SBPI Dimensions — AI Agent Vertical
Classification Criteria
Of 1,672 AI companies in the YC ecosystem, 677 (40.5%) met the structural criteria for "true AI agent" classification:
- Autonomous task execution: The system can complete multi-step tasks without human intervention at each step
- Multi-step reasoning: The system chains decisions across multiple actions, not just single-turn responses
- Tool integration: The system uses external tools, APIs, or data sources as part of its workflow
- Persistent state: The system maintains context across interactions and adapts based on prior outcomes
Companies that failed classification were categorized as: chatbot (single-turn), wrapper (thin layer over foundation model), fine-tuning service (model customization, not agent deployment), or platform/infrastructure (enables agents but does not deploy them).
Data Sources
- YC Company Database: Batch data, founding dates, team size, category classification
- Crunchbase: Funding rounds, valuations, investor composition, financial signals
- GitHub: Commit velocity, repository activity, open-source engagement, documentation depth
- API Documentation: Endpoint coverage, SDK availability, integration breadth, developer experience quality
- Product Hunt / G2: User reviews, adoption velocity, competitive comparison signals
- Public Filings & Press: Revenue disclosures, partnership announcements, regulatory filings
Scoring Process
- Nightly pipeline: Automated extraction from data sources listed above.

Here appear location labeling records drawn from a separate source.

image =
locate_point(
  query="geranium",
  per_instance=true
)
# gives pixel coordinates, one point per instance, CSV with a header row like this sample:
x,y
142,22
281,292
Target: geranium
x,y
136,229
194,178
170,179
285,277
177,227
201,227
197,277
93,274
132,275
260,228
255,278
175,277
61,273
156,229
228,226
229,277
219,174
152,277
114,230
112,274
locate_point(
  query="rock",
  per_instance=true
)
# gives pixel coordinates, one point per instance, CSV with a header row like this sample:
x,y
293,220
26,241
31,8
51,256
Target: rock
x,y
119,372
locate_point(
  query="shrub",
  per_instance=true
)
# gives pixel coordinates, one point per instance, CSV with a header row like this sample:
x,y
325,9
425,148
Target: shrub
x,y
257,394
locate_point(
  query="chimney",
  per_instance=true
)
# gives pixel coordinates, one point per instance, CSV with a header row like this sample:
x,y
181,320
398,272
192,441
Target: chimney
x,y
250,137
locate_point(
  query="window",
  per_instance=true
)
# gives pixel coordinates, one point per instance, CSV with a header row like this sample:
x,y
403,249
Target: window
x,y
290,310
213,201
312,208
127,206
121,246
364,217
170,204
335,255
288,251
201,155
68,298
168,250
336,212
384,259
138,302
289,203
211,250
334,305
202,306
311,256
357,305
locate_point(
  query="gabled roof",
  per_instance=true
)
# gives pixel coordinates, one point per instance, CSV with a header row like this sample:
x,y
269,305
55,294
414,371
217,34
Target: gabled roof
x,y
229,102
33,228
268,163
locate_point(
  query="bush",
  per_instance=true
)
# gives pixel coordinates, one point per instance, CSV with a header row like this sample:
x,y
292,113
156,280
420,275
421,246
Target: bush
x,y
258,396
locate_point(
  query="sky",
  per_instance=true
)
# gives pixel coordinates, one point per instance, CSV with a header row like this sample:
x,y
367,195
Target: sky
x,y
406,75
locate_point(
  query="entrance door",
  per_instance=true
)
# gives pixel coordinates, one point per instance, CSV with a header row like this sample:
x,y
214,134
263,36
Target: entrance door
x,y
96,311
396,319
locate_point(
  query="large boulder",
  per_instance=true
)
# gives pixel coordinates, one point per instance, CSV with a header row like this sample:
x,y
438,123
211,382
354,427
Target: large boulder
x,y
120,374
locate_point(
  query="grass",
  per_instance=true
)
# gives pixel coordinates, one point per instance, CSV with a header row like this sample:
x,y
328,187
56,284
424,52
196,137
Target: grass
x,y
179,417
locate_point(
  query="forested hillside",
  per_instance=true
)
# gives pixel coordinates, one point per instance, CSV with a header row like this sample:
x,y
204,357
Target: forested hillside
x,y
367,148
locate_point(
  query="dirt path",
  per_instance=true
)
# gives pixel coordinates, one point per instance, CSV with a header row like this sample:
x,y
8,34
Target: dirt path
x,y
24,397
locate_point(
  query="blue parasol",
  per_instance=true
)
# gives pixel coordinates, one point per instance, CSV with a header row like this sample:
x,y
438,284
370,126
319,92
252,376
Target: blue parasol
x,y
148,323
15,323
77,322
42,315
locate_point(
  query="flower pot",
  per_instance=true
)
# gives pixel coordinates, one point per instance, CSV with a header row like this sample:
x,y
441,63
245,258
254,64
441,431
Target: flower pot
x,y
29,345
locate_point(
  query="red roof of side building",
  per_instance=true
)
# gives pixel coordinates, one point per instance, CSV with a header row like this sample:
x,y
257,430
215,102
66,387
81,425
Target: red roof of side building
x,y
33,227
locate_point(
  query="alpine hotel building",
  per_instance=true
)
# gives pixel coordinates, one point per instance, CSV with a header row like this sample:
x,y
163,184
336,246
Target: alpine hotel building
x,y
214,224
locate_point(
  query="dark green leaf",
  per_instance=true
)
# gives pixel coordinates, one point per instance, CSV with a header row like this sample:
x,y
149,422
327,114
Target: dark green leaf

Each dimension scored independently using structural evidence, not sentiment.
- Composite calculation:
Composite = (MC × 0.20) + (MT × 0.25) + (PE × 0.20) + (AD × 0.20) + (CD × 0.15) - Tier classification: W12-2026 is the baseline week. All companies are classified as "Emerging." Tier promotions (Established, Leader) require 4+ consecutive weeks of scoring with upward delta trends.
- Evidence chain: Every dimension score traces to specific data points. No score is generated without a source document.